Но в один прекрасный день, когда наше отчаяние дошло до высшей точки, весна наступила внезапно, как взрыв всеобщего цветения под лучами жгучего солнца в безоблачном и безветренном небе, при температуре воздуха более двадцати девяти градусов в тени, когда вдруг как по мановению черной палочки, перевитой розами, изо всех настежь открытых парижских окон выбросились и косо повисли огненно-желтые, раскаленно-красные маркизы, совершенно меняя облик города, который мы привыкли видеть элегантно-серым, а теперь он превратился в нечто карнавальное, яркое, почти итальянское, где рядом с каменными стенами средневековых церквей горели кусты персидской сирени со всеми ее оттенками, начиная с самого нежного и кончая самым яростным.

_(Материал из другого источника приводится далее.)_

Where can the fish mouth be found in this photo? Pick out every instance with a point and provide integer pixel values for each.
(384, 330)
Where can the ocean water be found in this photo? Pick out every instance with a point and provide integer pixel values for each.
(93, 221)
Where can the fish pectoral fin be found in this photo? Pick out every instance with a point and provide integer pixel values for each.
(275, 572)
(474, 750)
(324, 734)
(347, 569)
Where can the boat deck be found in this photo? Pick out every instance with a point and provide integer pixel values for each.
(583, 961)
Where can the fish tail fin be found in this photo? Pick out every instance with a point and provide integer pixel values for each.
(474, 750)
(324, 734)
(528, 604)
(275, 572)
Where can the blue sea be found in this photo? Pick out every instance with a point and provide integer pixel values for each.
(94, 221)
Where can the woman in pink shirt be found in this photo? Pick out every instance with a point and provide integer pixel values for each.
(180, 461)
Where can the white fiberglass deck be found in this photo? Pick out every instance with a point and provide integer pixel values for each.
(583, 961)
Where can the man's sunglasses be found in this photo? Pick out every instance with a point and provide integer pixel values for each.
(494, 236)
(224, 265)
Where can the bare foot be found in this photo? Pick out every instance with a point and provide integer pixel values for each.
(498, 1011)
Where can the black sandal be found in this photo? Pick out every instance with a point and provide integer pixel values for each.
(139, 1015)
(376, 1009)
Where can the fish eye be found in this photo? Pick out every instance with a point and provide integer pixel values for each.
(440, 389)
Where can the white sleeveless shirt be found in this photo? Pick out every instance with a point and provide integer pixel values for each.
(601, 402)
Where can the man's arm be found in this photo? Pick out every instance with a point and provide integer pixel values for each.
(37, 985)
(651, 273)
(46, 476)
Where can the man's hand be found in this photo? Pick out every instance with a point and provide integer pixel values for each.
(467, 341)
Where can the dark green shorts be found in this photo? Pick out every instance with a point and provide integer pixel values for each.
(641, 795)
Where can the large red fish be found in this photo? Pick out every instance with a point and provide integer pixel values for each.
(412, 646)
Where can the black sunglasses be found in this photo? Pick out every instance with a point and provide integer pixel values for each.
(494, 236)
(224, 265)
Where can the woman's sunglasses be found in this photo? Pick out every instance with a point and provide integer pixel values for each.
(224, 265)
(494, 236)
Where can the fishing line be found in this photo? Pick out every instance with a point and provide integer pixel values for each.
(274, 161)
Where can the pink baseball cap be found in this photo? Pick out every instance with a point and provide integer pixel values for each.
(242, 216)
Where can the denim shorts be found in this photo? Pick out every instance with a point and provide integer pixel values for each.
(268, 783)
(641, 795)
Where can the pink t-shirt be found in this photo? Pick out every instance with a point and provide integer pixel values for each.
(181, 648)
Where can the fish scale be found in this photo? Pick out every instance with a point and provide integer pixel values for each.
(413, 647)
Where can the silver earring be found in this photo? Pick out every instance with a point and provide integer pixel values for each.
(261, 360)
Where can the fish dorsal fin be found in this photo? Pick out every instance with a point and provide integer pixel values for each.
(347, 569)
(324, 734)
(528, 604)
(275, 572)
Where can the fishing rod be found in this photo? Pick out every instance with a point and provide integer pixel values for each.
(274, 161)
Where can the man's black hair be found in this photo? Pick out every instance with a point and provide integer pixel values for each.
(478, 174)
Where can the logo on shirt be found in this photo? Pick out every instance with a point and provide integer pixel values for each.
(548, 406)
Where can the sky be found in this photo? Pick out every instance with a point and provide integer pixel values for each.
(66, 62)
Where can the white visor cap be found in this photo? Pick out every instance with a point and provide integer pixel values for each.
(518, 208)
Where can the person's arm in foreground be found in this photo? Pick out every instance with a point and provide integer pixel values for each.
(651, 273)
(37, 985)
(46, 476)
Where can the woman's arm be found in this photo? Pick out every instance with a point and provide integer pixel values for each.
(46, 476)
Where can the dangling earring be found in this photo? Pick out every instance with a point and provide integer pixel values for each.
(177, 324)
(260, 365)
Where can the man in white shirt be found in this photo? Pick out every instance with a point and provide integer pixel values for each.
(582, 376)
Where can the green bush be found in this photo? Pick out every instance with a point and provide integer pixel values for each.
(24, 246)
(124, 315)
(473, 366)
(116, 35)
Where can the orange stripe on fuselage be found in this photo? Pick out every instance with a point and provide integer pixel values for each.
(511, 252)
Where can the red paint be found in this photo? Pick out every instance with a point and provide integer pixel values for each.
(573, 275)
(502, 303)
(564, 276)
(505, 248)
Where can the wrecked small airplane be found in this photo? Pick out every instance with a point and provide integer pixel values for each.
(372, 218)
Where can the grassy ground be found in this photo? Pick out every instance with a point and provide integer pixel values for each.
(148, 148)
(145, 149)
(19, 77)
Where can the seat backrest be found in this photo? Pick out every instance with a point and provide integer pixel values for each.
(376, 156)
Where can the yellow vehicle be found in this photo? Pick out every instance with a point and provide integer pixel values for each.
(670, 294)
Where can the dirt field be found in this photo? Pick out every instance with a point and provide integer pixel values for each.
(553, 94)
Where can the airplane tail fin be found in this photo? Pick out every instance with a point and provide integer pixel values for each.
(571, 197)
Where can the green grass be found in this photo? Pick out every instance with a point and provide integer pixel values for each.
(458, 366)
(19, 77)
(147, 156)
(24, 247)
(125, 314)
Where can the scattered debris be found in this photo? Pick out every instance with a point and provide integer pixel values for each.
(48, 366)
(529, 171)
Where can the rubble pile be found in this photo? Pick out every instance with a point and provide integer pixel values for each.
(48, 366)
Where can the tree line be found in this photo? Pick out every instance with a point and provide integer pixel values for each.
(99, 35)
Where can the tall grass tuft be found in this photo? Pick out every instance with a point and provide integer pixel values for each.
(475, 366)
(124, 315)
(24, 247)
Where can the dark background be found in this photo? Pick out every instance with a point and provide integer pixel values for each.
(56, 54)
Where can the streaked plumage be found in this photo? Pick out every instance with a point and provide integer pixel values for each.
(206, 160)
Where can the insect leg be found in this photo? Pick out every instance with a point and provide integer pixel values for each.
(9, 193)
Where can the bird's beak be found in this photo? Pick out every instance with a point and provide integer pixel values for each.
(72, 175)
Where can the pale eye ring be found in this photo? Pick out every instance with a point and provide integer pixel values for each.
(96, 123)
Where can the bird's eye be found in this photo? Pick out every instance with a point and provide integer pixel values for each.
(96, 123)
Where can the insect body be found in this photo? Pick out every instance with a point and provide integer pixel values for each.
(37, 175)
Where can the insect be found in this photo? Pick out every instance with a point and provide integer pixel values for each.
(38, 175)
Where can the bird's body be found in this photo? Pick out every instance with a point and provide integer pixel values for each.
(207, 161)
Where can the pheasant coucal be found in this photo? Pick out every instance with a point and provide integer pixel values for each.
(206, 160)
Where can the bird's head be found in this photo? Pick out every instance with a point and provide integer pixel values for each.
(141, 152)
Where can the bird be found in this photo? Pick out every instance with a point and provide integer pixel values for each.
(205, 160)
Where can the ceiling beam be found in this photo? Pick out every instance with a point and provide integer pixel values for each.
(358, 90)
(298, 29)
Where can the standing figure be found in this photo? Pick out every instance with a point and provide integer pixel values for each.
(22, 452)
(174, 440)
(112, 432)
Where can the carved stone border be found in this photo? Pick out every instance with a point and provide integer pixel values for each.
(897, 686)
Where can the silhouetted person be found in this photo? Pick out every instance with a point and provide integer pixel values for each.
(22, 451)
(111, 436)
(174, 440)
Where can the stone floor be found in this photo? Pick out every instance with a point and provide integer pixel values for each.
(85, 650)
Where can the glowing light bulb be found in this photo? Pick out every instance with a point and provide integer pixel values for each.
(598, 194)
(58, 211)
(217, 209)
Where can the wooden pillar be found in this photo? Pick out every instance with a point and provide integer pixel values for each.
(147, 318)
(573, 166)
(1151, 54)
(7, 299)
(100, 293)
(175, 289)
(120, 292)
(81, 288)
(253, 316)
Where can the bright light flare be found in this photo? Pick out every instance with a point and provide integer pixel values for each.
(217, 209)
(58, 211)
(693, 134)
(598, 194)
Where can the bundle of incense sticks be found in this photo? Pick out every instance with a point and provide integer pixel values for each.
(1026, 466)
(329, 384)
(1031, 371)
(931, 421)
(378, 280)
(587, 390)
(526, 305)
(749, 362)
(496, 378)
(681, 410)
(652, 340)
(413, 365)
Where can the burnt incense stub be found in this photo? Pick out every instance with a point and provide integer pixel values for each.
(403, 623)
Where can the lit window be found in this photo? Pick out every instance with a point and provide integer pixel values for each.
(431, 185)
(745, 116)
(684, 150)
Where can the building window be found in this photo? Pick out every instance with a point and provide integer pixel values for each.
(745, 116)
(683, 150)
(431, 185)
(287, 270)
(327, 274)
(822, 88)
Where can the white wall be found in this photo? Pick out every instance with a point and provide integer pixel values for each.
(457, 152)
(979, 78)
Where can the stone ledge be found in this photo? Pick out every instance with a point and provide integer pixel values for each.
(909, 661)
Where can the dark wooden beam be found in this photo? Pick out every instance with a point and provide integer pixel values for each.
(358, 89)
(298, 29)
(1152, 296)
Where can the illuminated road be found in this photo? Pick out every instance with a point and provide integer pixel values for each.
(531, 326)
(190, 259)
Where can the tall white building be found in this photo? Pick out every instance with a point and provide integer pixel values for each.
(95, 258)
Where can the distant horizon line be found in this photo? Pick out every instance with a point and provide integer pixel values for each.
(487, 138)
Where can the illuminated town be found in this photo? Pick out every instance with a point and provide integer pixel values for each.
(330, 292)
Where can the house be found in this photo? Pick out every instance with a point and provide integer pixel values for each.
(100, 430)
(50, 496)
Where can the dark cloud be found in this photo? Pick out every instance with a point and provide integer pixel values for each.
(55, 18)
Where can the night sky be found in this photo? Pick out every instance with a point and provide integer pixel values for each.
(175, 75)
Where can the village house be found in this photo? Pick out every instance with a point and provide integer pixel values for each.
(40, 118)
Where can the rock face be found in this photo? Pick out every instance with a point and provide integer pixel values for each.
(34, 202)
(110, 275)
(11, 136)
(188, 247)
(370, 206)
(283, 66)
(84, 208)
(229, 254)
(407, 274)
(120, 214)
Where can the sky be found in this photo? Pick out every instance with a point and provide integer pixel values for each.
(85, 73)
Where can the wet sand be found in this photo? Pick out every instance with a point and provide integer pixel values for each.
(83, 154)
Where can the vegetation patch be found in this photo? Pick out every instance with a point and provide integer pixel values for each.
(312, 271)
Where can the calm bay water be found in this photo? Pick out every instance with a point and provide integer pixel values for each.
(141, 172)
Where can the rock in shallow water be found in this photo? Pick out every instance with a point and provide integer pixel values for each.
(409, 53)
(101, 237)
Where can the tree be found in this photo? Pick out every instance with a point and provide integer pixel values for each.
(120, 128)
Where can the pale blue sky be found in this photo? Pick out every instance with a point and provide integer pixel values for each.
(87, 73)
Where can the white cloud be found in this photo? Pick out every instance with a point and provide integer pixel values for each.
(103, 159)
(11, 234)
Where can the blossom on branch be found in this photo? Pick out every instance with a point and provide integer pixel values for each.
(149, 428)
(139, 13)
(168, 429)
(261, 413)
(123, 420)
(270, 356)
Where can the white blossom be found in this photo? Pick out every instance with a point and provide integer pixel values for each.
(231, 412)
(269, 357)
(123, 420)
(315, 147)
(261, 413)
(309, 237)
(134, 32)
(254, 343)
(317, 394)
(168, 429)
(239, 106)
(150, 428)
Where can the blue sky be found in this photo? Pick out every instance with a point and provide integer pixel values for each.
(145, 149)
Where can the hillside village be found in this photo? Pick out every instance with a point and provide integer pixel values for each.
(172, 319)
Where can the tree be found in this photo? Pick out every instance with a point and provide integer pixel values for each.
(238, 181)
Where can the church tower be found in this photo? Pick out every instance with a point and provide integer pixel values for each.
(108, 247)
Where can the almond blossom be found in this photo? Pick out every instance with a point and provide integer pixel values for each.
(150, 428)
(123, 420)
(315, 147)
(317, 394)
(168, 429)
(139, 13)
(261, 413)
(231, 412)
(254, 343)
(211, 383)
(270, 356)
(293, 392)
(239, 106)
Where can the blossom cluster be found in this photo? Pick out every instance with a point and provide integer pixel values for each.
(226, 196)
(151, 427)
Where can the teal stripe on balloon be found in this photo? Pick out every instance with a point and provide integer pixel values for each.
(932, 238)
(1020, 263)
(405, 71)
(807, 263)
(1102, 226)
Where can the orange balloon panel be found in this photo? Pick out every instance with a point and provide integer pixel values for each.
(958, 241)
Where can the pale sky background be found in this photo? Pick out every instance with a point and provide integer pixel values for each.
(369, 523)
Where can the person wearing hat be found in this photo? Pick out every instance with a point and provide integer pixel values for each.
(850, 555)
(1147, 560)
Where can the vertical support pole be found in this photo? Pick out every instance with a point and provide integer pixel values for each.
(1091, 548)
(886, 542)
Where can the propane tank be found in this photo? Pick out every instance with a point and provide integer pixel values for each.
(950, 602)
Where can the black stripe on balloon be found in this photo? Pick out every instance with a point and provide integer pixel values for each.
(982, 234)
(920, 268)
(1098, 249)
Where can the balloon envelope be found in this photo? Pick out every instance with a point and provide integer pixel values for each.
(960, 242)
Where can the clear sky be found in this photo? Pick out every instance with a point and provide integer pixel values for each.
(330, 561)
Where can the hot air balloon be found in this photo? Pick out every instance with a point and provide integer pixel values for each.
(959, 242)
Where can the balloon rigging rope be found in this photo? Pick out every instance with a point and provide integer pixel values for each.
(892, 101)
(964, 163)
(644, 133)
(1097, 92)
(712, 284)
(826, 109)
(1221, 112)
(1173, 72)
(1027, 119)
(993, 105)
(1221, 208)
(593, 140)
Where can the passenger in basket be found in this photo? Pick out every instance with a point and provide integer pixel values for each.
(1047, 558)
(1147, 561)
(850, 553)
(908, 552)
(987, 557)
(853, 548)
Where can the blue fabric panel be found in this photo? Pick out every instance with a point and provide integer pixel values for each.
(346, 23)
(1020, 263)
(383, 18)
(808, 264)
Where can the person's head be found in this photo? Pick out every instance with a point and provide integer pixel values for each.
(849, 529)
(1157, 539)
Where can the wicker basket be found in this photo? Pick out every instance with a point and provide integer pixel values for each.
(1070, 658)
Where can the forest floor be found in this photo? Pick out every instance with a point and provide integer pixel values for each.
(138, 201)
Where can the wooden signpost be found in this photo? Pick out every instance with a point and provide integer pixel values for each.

Я почувствовал, что в мире произошло нечто имеющее отношение лично ко мне, И в этот же миг из ледяных пещер памяти, совсем живой, снова появился Брунсвик.
Он стоял передо мною, как всегда чем-то разгневанный, маленький, с бровями, колючими как креветки, в короне вздыбленных седых волос вокруг морщинистой лысины, как у короля Лира, в своем синем вылинявшем рабочем халате с засученными рукавами, с мускулистыми руками — в одной руке молоток, в другой резец, — весь осыпанный мраморной крошкой, гипсовой пудрой и еще чем-то непонятным, как в тот день, когда я впервые — через год после гибели Командора — вошел в его студию.
— Наконец я нашел подходящий материал. Нет! Не материал, а вещество! Подходящее вещество для ваших друзей, о которых вы мне столько рассказывали! — закричал он с порога. — Мне доставили это вещество из околозвездного пространства Кассиопеи. Из этого вещества построена Вселенная. Это лучшее из того, что можно было достать на мировом рынке. Вещество из глубины галактики. Торопитесь же!
Он кричал, он брызгал слюной, он топал ногами.
Я понял его с полуслова.
— Теперь пора, — сказал я, и мы с женой побежали в парк Монсо.
— Но прежде мне пришлось прочитать весь гениальный вздор, который написали вы и все ваши друзья. Может быть, у меня дурной вкус, но ваша чепуха мне понравилась, иначе я не взялся бы за эту работу! — крикнул он нам вдогонку и тотчас исчез, на этот раз навсегда.
За свежевыкрашенными черными пиками железной ограды с ярко позолоченными остриями, за траурными, еще более высокими решетчатыми воротами, за их золочеными вензелями и балдахином, сияющим на солнце, перед нами предстали головокружительно высокие купы цветущих каштанов, белых и розовых, как совершенное воплощение вечной весны.
Мы вошли в парк.
Одно лишь название улицы, со стороны которой мы появились — Бульвар Мальзерб, — как бы погрузило нас в обманчивую тишину девятнадцатого века после франко-прусской войны и Парижской коммуны.
Это был мир Мопассана.
Широкоплечий бюст этого бравого красавца француза с нормандскими усами, которые умели так хорошо щекотать женские шейки и затылки с пушком каштановых волос, что в конце концов и привело его к ужасному преждевременному уничтожению {689} , был установлен на колонне, у подножия которой изваяна фигура полулежащей дамы в широкой юбке, с узкой талией, в кофточке — рукава буфами; она держала перед собой раскрытый томик, самозабвенно замечтавшись над строками Мопассана, и мне почему-то кажется, что эта книга была «Иветта».
689
И. Бабель о Мопассане: «Двадцати пяти лет он испытал первое нападение наследственного сифилиса. Плодородие и веселье, заключенные в нем, сопротивлялись болезни. Вначале он страдал головными болями и припадками ипохондрии. Потом призрак слепоты стал перед ним. Зрение его слабело. В нем развилась мания подозрительности, нелюдимость и сутяжничество. Он боролся яростно, метался на яхте по Средиземному морю, бежал в Тунис, в Марокко, в Центральную Африку — и писал непрестанно».[791]